As Lenin explained in his classic work What Is To Be Done? (1902), revolutionary working-class consciousness is not a by-product of spontaneous struggle but must be brought into the proletariat from the outside, through the intervention of a vanguard party. Proletarian internationalism is not abstract. It is a necessity dictated by the increased economic integration of the U.S., Canada and Mexico.
For Black Liberation Through Socialist Revolution!
In racist capitalist America, black rights and immigrant rights either go forward together or slide back separately. Black oppression is the cornerstone of U.S. capitalism, rooted in the very structure of the capitalist system and a key weapon of the ruling class historically to maintain its class domination.
The Labor Black Leagues, initiated by the Spartacist League and fraternally allied to it, promote and fight for common class struggle. On the masthead of the LBLs’ newsletters, we have Karl Marx’s statement that “labor cannot emancipate itself in the white skin where in the black it is branded.” Our program for black liberation is the program of revolutionary integrationism, the fight for black liberation through socialist revolution. This program is in sharp counterposition to the program of liberal integrationism, which is based upon the lie that you can have equality between the oppressed and the oppressors, that you can have genuine black freedom under capitalism. Equality, as Friedrich Engels put it in his magnificent book Anti-Dühring (1878), can only be achieved by abolishing the capitalist mode of production.

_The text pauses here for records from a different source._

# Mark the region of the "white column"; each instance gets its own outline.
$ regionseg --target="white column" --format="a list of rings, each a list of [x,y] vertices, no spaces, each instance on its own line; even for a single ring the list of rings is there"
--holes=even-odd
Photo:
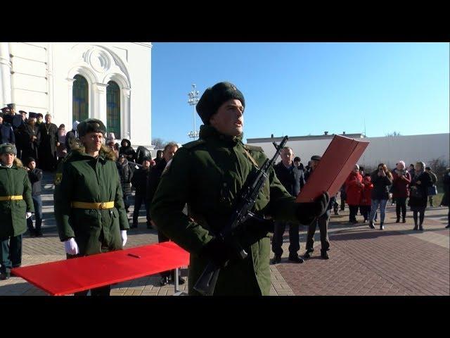
[[[106,87],[108,84],[96,82],[94,84],[94,112],[92,117],[101,120],[106,127]]]
[[[49,113],[56,120],[53,104],[53,43],[49,42],[47,48],[47,92],[49,93]],[[72,96],[70,96],[72,97]],[[72,100],[70,100],[72,104]],[[59,115],[59,113],[58,113]]]
[[[131,116],[130,116],[130,96],[131,94],[131,89],[129,88],[124,88],[122,89],[122,100],[120,104],[120,113],[121,113],[121,121],[122,121],[122,139],[127,139],[131,141]]]
[[[68,111],[67,111],[67,118],[68,118],[68,121],[69,121],[69,128],[68,129],[68,127],[66,127],[65,130],[70,130],[72,129],[72,119],[73,118],[73,82],[75,82],[76,81],[75,79],[65,79],[68,81],[68,89],[69,89],[69,92],[68,92]]]
[[[0,108],[12,102],[11,68],[8,42],[0,42]]]

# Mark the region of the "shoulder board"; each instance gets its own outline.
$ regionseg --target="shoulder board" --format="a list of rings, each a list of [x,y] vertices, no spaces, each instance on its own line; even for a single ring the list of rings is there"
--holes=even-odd
[[[199,146],[200,144],[203,144],[204,143],[205,143],[204,139],[197,139],[195,141],[193,141],[191,142],[188,142],[185,144],[183,144],[183,148],[191,149],[192,148],[194,148],[195,146]]]
[[[264,151],[262,150],[262,148],[261,148],[260,146],[250,146],[248,144],[244,144],[244,147],[247,149],[247,150],[253,150],[255,151]]]

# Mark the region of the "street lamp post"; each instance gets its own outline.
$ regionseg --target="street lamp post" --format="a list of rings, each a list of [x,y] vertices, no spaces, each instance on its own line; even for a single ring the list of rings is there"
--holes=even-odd
[[[195,90],[195,84],[193,83],[192,91],[188,93],[188,96],[189,97],[188,104],[189,104],[189,106],[193,106],[192,113],[194,122],[194,130],[189,132],[188,136],[193,139],[198,137],[198,132],[195,130],[195,105],[198,102],[198,91]]]

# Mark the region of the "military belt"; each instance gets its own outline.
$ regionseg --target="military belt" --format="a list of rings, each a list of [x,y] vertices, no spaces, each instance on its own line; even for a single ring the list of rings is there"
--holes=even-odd
[[[23,199],[23,196],[22,195],[0,196],[0,201],[17,201],[19,199]]]
[[[114,201],[112,202],[72,202],[72,208],[79,209],[110,209],[114,208]]]

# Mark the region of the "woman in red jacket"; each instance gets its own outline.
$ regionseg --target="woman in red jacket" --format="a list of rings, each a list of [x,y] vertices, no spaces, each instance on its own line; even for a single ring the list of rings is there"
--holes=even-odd
[[[371,205],[372,204],[372,197],[371,194],[373,189],[373,184],[371,182],[371,174],[366,174],[363,178],[363,184],[364,188],[361,194],[361,201],[359,202],[360,208],[362,208],[363,216],[364,216],[364,223],[368,220],[368,215],[371,214]]]
[[[392,172],[392,199],[395,199],[396,223],[400,223],[400,209],[401,221],[404,223],[406,222],[406,199],[409,196],[409,183],[411,175],[405,170],[405,163],[400,161]]]
[[[364,187],[362,184],[363,177],[359,173],[359,165],[356,164],[353,171],[350,173],[345,181],[345,192],[347,193],[347,204],[350,209],[350,223],[357,223],[356,213],[361,200],[361,194]]]

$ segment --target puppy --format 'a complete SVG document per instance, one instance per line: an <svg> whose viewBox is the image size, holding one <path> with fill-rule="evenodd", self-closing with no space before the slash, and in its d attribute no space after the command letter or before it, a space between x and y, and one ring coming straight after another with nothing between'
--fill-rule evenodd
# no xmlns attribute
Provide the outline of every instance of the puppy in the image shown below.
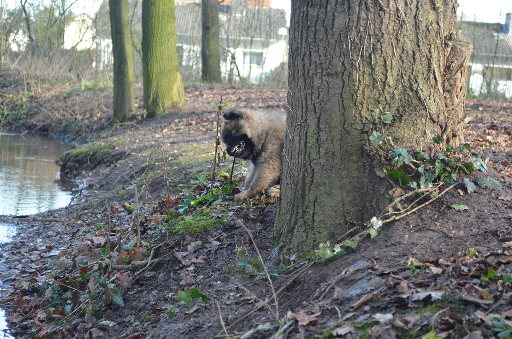
<svg viewBox="0 0 512 339"><path fill-rule="evenodd" d="M259 192L279 197L286 113L278 110L235 109L223 115L221 138L227 154L248 160L251 166L238 201Z"/></svg>

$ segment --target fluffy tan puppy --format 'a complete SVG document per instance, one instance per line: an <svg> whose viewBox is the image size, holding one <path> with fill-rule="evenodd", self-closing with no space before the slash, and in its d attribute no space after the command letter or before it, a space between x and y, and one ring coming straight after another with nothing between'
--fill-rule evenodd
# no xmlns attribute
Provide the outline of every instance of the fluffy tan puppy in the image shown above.
<svg viewBox="0 0 512 339"><path fill-rule="evenodd" d="M223 115L221 138L231 156L248 160L250 172L236 201L260 192L279 196L286 113L278 110L235 109Z"/></svg>

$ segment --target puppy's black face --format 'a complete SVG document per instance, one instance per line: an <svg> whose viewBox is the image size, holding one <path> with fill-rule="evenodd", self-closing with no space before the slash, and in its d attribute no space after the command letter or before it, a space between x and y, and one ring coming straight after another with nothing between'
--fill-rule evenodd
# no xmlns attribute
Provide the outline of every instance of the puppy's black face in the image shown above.
<svg viewBox="0 0 512 339"><path fill-rule="evenodd" d="M231 156L244 160L252 157L254 143L245 133L224 129L222 131L221 137L222 141L226 144L226 151Z"/></svg>

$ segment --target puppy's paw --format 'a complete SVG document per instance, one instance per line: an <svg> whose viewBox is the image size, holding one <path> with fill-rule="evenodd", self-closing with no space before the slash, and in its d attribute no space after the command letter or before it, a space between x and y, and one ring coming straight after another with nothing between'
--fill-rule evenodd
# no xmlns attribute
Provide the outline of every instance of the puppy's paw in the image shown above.
<svg viewBox="0 0 512 339"><path fill-rule="evenodd" d="M234 196L234 198L233 200L235 201L241 201L242 200L245 200L246 198L249 197L249 193L246 190L244 190L238 194L236 194Z"/></svg>
<svg viewBox="0 0 512 339"><path fill-rule="evenodd" d="M281 185L272 186L267 190L267 194L273 198L279 198L279 193L281 190Z"/></svg>

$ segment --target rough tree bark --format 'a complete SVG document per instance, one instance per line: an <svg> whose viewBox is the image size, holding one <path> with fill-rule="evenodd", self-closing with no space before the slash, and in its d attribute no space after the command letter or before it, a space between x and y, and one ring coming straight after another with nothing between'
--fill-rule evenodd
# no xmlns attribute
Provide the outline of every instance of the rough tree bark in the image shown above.
<svg viewBox="0 0 512 339"><path fill-rule="evenodd" d="M133 92L132 36L128 19L128 0L110 0L110 30L114 57L114 119L124 122L135 111Z"/></svg>
<svg viewBox="0 0 512 339"><path fill-rule="evenodd" d="M142 0L142 49L144 107L152 118L185 103L174 0Z"/></svg>
<svg viewBox="0 0 512 339"><path fill-rule="evenodd" d="M369 137L390 112L394 144L463 140L472 50L456 0L292 2L287 135L271 258L335 241L379 215L393 187ZM292 111L293 110L293 111ZM288 161L289 161L289 163Z"/></svg>
<svg viewBox="0 0 512 339"><path fill-rule="evenodd" d="M219 1L201 2L202 35L201 35L201 80L213 83L222 81L221 78L221 57L219 49Z"/></svg>

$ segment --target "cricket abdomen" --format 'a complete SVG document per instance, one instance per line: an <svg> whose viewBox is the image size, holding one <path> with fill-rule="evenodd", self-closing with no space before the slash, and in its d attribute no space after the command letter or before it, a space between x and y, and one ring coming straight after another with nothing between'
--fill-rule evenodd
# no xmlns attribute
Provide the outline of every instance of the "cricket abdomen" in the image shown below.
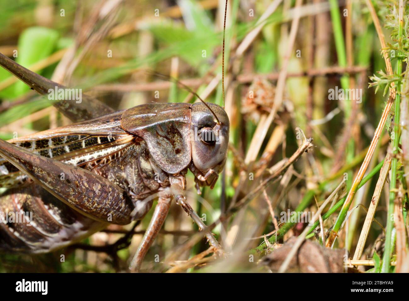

Despite disproportionately bearing the brunt of racist cutbacks and job losses, black workers are a strategic component of the unionized proletariat and potentially can play a vanguard role in the struggle for the rule of the working class. However, black workers’ weight in the proletariat has undergone considerable erosion. The renewal of this layer of the proletariat has been checked by new forms of racial and social controls devised by the racist rulers. Not a day goes by in which their racist “war on drugs” doesn’t add to the total of broken black lives—and also Latino youths’ lives. American capitalism is a prison nation, a gigantic jailhouse for the poor and the oppressed. In New York City, nearly half the black men are unemployed.
There are various schools of liberal idealism that posit race and not class as the fundamental dividing line in society. From their standpoint, racism is primarily a product of bad ideas. This notion divorces racism from its material, economic roots in capitalist society. In his latest book, Working Toward Whiteness: How America’s Immigrants Became White, the scholar David Roediger reflects the bankruptcy of liberalism. How is it possible to write such a book and not mention slavery? It’s not even in the book’s index. He can’t explain how black people became a race-color caste forcibly segregated at the bottom of this society, victims of the institutionalized racial oppression that is fostered by the bourgeoisie. Black oppression is bound up with black chattel slavery and is a foundation of American capitalism. Slavery’s legacy persists: the racist segregation, the unparalleled levels of imprisonment, the racist death penalty.
Slavery was the defining reality at the founding of the United States, from the slave trade’s very earliest phase and its tenuous hold in the 16th century to its full flowering in the 17th, 18th and 19th centuries. For the majority of the history of this country, black chattel slavery made a mockery of the democratic ideology of the founding fathers. Most of the early presidents of this country were slaveholders, along with the chief justices of the Supreme Court. The ideology of black inferiority and white superiority was a rationalization for the brutal extraction of uncompensated slave labor in the production of commodities for an international market.
Today, on one hand we get the neocons and others proclaiming an “end to racism,” embodied in their obscenely misnamed “civil rights” initiatives that have abolished the remnants of affirmative action at many universities. The flip side of this is “people of color” liberal politics, which denies the distinct and different histories of different ethnic groups in this country and, especially, ignores the special oppression of black people. Its purveyors reject the fact that anti-black racism has been central to the maintenance of the bourgeois order in this country. Such an omission—color blindness if you will—is a backhanded concession to reactionary ideologues such as David Horowitz who openly and stridently deny the reality of black oppression.
Behind “people of color” politics is a political program. Race is viewed as the primary dividing line in capitalist society, as opposed to the class division between the capitalists and the workers. There is an implicit presumption that all non-white people have common interests against all whites. White workers and bosses are supposedly united in “white skin privilege.” Large sections of the white working class do buy into the racism of this society, which is fomented by the exploiters. However, what material stake do white workers have in the perpetuation of this incredibly unequal society, whose white ruling class enjoys unparalleled riches coming at the workers’ expense? None whatsoever.
That is not to say that the racist rulers don’t constantly fill their heads with the lie of white superiority and black inferiority, and this has its effects. But it would be news to many of these workers—who along with black people, Latinos and Asian workers, have lost jobs and hard-earned benefits—that they, as opposed to the Wall Street money sharks, are the beneficiaries of the oppression of minorities. The presumption is that blacks and Latinos have more in common with Chinese or Indian businessmen than with Irish- or Italian-derived white workers. The presumption is that Condoleezza Rice and Alberto Gonzales are “our people.”
“People of color” politics serves to perpetuate the divisions in the working class and can only help drive white workers into the arms of this country’s white ruling class. Unlike the liberals and the reformists, we fight to win the multiracial working class to a program and perspective of class struggle against a common enemy, the capitalist exploiters. We fight to win the workers, no matter what their color or sex, to the struggle for socialist revolution to abolish capitalism.